The Gulf Stream Is At Its Weakest For More Than A Thousand Years


Stephen Luntz

Stephen has a science degree with a major in physics, an arts degree with majors in English Literature and History and Philosophy of Science and a Graduate Diploma in Science Communication.

Freelance Writer

Greenland icebergs

These icebergs in a Greenland fjord are pretty, but there are storm clouds coming. Their melting interrupts the sinking of salty North Atlantic water, potentially disrupting the mighty ocean current that keeps northern Europe habitable. Image Credit: Kertu/

The warm ocean current that keeps northern Europe habitable is weaker than at any time in the previous thousand years, sediments and ice cores indicate. The finding increases the likelihood the current will weaken further, with catastrophic implications for the UK and Ireland, and bad news for many other places.

For thousands of years the Atlantic Meridional Overturning Circulation (AMOC), better known as the Gulf Stream System, has controlled northern Europe's climate. Before that, the AMOC's near-total shut down 12,000 years ago is considered the prime suspect for producing the Younger Dryas event, where the world briefly plunged back into the ice age it had recently left.


Oceanographers have debated how a recent weakening compares to past movements, and whether it is a random drop or the start of a frightening trend. Professor Stefan Rahmstorf of the Potsdam Institute for Climate Impact Research has brought together multiple lines of evidence for the AMOC's strength since 400 AD.

"The Gulf Stream System works like a giant conveyor belt, carrying warm surface water from the equator up north, and sending cold, low-salinity deep water back down south. It moves nearly 20 million cubic meters of water per second, almost a hundred times the Amazon flow," Rahmstorf said in a statement

Direct measurements of the system's strength are a recent phenomenon, but we know it has weakened by 15 percent since the mid-20th Century. Nevertheless, proxy data from ocean sediments, ice core, corals, and even tree rings can provide an indication of its strength in earlier times.

Each individual proxy has missing periods or variations sufficient to create plenty of uncertainty. Putting them all together, however, Rahmstorf and co-authors conclude in Nature Geoscience the story is clear: the Gulf Stream has not been this weak for at least 1,600 years.
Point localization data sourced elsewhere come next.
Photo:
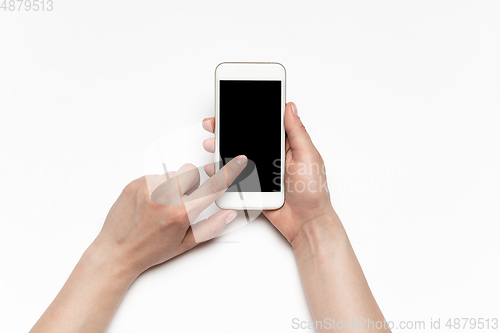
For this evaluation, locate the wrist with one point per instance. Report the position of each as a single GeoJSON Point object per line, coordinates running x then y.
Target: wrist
{"type": "Point", "coordinates": [319, 235]}
{"type": "Point", "coordinates": [109, 262]}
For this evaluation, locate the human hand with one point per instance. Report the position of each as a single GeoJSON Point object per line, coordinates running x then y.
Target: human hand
{"type": "Point", "coordinates": [307, 198]}
{"type": "Point", "coordinates": [150, 221]}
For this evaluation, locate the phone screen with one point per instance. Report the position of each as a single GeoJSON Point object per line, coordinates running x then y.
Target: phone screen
{"type": "Point", "coordinates": [250, 124]}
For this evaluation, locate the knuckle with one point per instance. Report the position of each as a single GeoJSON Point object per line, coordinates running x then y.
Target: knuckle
{"type": "Point", "coordinates": [178, 216]}
{"type": "Point", "coordinates": [216, 186]}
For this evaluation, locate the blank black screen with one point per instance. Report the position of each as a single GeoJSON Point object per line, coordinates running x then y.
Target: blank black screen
{"type": "Point", "coordinates": [250, 124]}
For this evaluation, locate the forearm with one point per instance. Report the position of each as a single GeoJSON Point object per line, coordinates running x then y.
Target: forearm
{"type": "Point", "coordinates": [90, 296]}
{"type": "Point", "coordinates": [333, 280]}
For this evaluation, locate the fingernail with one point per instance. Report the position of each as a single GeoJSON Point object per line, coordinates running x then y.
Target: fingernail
{"type": "Point", "coordinates": [242, 159]}
{"type": "Point", "coordinates": [231, 216]}
{"type": "Point", "coordinates": [294, 109]}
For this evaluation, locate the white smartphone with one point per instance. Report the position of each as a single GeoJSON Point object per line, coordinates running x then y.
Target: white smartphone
{"type": "Point", "coordinates": [249, 112]}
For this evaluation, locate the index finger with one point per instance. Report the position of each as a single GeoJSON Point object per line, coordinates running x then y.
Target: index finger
{"type": "Point", "coordinates": [213, 188]}
{"type": "Point", "coordinates": [209, 124]}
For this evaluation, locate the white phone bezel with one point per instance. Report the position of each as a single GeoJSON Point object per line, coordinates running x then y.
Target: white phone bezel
{"type": "Point", "coordinates": [251, 71]}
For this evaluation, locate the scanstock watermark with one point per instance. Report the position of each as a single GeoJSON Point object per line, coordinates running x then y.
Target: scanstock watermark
{"type": "Point", "coordinates": [366, 323]}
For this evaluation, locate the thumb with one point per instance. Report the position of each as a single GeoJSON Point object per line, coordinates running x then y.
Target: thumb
{"type": "Point", "coordinates": [299, 139]}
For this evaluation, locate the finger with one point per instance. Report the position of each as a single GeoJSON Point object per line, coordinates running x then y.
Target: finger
{"type": "Point", "coordinates": [210, 169]}
{"type": "Point", "coordinates": [153, 181]}
{"type": "Point", "coordinates": [209, 145]}
{"type": "Point", "coordinates": [213, 188]}
{"type": "Point", "coordinates": [296, 132]}
{"type": "Point", "coordinates": [171, 192]}
{"type": "Point", "coordinates": [209, 124]}
{"type": "Point", "coordinates": [208, 228]}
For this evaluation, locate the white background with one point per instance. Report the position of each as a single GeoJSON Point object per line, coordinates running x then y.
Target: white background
{"type": "Point", "coordinates": [401, 98]}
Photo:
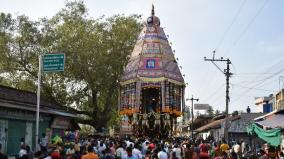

The AMOC is driven by dense salty water sinking in the North Atlantic. Lighter freshwater disrupts the process. It is feared excess rainfall or ice melting from surrounding areas will be enough to interfere, bringing the whole process to a halt.

Northern Europe is a climate anomaly. Nowhere else in the world are conditions so suitable for human survival so far from the equator. When Jacques Cartier explored Labrador he found it so bleak he called it; “The land God gave to Cain” to punish him for killing Abel. Yet the latitudes he was exploring were barely north of his native Brittany. It would take centuries before oceanographers would work out it was the Gulf Stream that made the difference, saving Cartier's homeland, along with Britain and Scandinavia, from Arctic winters.

If the AMOC stops Europe will freeze, a process sped up 1000-fold, that formed the basis for the disaster film The Day After Tomorrow. Meanwhile, the pile-up of water that currently gets carried north will accelerate sea-level rise along the American east coast, hastening Florida's drowning.

Rahmstorf's findings come the same week as the publication of modeling showing the rate of change of freshwater entering the North Atlantic could do as much to turn AMOC off as the volume. If correct, this would also greatly increase the risk we face, since a pulse of heat-induced melting of Greenland's ice – such as was seen in 2019 - might be enough to act as a very undesirable trigger.